HSwMS Visby is the lead ship of the s. It was built by Kockums at the Karlskrona naval base, and was the first of four vessels of the class which are designed for coastal warfare.

The hull of the vessel is made of carbon fiber reinforced plastic, a stealth technology, in order to make the vessel difficult to detect by other forces. A minimum of external equipment is stored outside of the vessel, with equipment such as liferafts being stored inside the hull. This hull also reduces the weight of the vessel by around half. It was intended to be radar silent until it moves within 30 km of an enemy vessel, resulting in designer John Nilsson saying of it, "Naval officers fall in love with [this] ship. It's not classically beautiful. In fact it looks like a lunchbox. But it has better maneuverability and can achieve that level of stealth."
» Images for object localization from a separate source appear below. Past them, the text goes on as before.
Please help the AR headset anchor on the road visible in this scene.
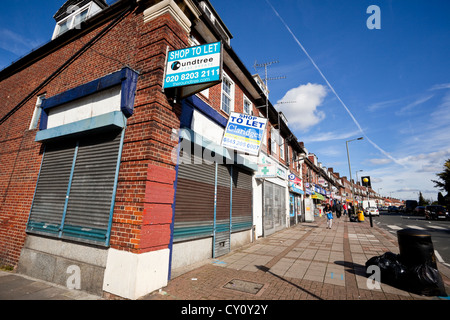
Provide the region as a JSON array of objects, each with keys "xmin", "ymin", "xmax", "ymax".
[{"xmin": 370, "ymin": 210, "xmax": 450, "ymax": 267}]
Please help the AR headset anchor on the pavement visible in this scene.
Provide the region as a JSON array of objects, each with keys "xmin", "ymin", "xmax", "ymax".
[
  {"xmin": 142, "ymin": 215, "xmax": 450, "ymax": 301},
  {"xmin": 1, "ymin": 215, "xmax": 449, "ymax": 301}
]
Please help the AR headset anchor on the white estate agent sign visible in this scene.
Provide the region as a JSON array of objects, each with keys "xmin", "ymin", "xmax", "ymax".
[
  {"xmin": 222, "ymin": 112, "xmax": 268, "ymax": 156},
  {"xmin": 164, "ymin": 41, "xmax": 222, "ymax": 89}
]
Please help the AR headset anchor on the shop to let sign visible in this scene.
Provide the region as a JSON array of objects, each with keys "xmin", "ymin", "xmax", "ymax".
[
  {"xmin": 164, "ymin": 41, "xmax": 222, "ymax": 89},
  {"xmin": 222, "ymin": 112, "xmax": 267, "ymax": 156}
]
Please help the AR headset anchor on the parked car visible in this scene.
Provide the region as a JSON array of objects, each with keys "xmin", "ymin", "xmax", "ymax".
[
  {"xmin": 413, "ymin": 206, "xmax": 426, "ymax": 216},
  {"xmin": 364, "ymin": 207, "xmax": 379, "ymax": 216},
  {"xmin": 425, "ymin": 205, "xmax": 449, "ymax": 220},
  {"xmin": 388, "ymin": 206, "xmax": 398, "ymax": 213}
]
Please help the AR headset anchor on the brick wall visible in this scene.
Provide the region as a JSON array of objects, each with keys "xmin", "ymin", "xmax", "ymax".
[{"xmin": 0, "ymin": 4, "xmax": 190, "ymax": 266}]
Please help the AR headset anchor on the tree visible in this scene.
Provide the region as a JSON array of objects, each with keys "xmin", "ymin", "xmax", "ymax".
[
  {"xmin": 438, "ymin": 192, "xmax": 445, "ymax": 205},
  {"xmin": 432, "ymin": 158, "xmax": 450, "ymax": 195},
  {"xmin": 418, "ymin": 192, "xmax": 428, "ymax": 206}
]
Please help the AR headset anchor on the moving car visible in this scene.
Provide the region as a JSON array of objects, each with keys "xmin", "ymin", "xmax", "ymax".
[
  {"xmin": 425, "ymin": 205, "xmax": 449, "ymax": 220},
  {"xmin": 364, "ymin": 207, "xmax": 379, "ymax": 216},
  {"xmin": 413, "ymin": 206, "xmax": 426, "ymax": 216},
  {"xmin": 388, "ymin": 206, "xmax": 398, "ymax": 213}
]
==Construction and career==
Visby completed sea trials in 2004.
The ship underwent a further eight years of tests by the Swedish Defence Procurement Agency, before being delivered to the Navy in late 2012. These tests included the firing of the RBS15 Mk2 AShM, which took place in July 2012. In October 2014, Visby was amongst the Swedish vessels patrolling in an exercise for finding the source of "foreign underwater activity" which was rumoured to be a Russian submarine, identified by distress call. This rumour was denied by the Swedish authorities, who described it as an "intelligence operation".
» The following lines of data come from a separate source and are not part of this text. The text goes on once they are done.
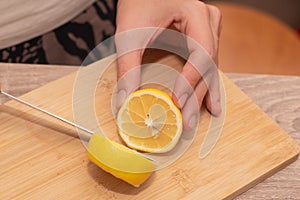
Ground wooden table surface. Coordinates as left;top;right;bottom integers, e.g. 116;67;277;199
0;63;299;199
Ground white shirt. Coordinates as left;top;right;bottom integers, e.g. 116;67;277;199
0;0;96;49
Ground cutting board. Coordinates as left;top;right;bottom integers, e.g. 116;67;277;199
0;53;299;200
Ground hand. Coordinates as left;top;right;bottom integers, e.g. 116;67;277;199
115;0;222;131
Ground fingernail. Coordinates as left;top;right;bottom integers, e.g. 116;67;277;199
178;93;188;108
188;115;197;129
214;100;222;116
116;89;127;109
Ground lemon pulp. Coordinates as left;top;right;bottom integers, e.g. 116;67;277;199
117;88;183;153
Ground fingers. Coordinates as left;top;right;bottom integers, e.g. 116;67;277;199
205;72;221;116
205;5;222;116
114;27;153;110
181;76;210;131
180;69;221;131
204;5;222;115
207;5;222;39
207;5;222;64
116;50;142;109
115;22;162;110
114;0;223;132
172;2;222;130
115;28;161;109
172;61;200;108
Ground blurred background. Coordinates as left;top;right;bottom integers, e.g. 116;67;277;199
206;0;300;29
205;0;300;75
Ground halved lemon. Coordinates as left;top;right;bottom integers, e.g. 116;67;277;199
87;134;156;187
117;88;183;153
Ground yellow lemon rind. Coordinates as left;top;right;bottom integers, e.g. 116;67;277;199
87;134;156;187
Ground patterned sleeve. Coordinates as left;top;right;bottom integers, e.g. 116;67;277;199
0;0;117;65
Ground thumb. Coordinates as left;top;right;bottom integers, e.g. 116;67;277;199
116;50;142;109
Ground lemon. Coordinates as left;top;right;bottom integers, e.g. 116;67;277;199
87;134;156;187
117;88;183;153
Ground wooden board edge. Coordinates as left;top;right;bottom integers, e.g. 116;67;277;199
3;71;77;107
225;152;299;200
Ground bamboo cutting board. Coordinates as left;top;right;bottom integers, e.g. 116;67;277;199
0;54;299;199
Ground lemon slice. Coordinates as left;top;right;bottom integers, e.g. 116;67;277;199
117;88;183;153
87;134;156;187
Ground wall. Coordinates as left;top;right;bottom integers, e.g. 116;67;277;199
205;0;300;29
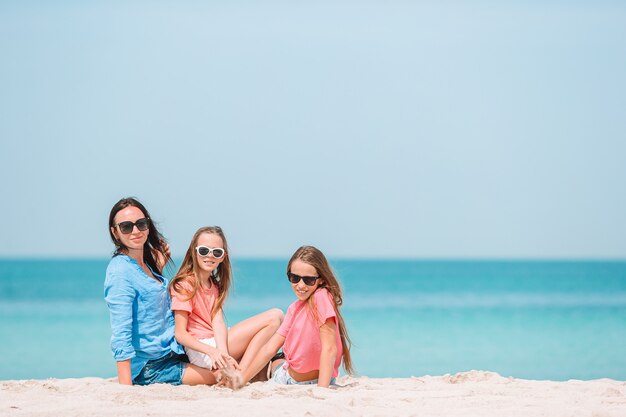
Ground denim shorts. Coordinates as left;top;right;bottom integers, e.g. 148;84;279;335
269;363;335;386
133;351;189;386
After Sweden joined NATO in march 2024, it was announced on January 21 2025 that Visby would be part of Standing NATO Maritime Group 1, contributing to operations under the Baltic Sentry initiative. The announcement comes after a recent series of suspected sabotages against underwater cables and other installations in the Baltic Sea area. This marks the first time in history that a Swedish naval ship is placed directly under NATO command.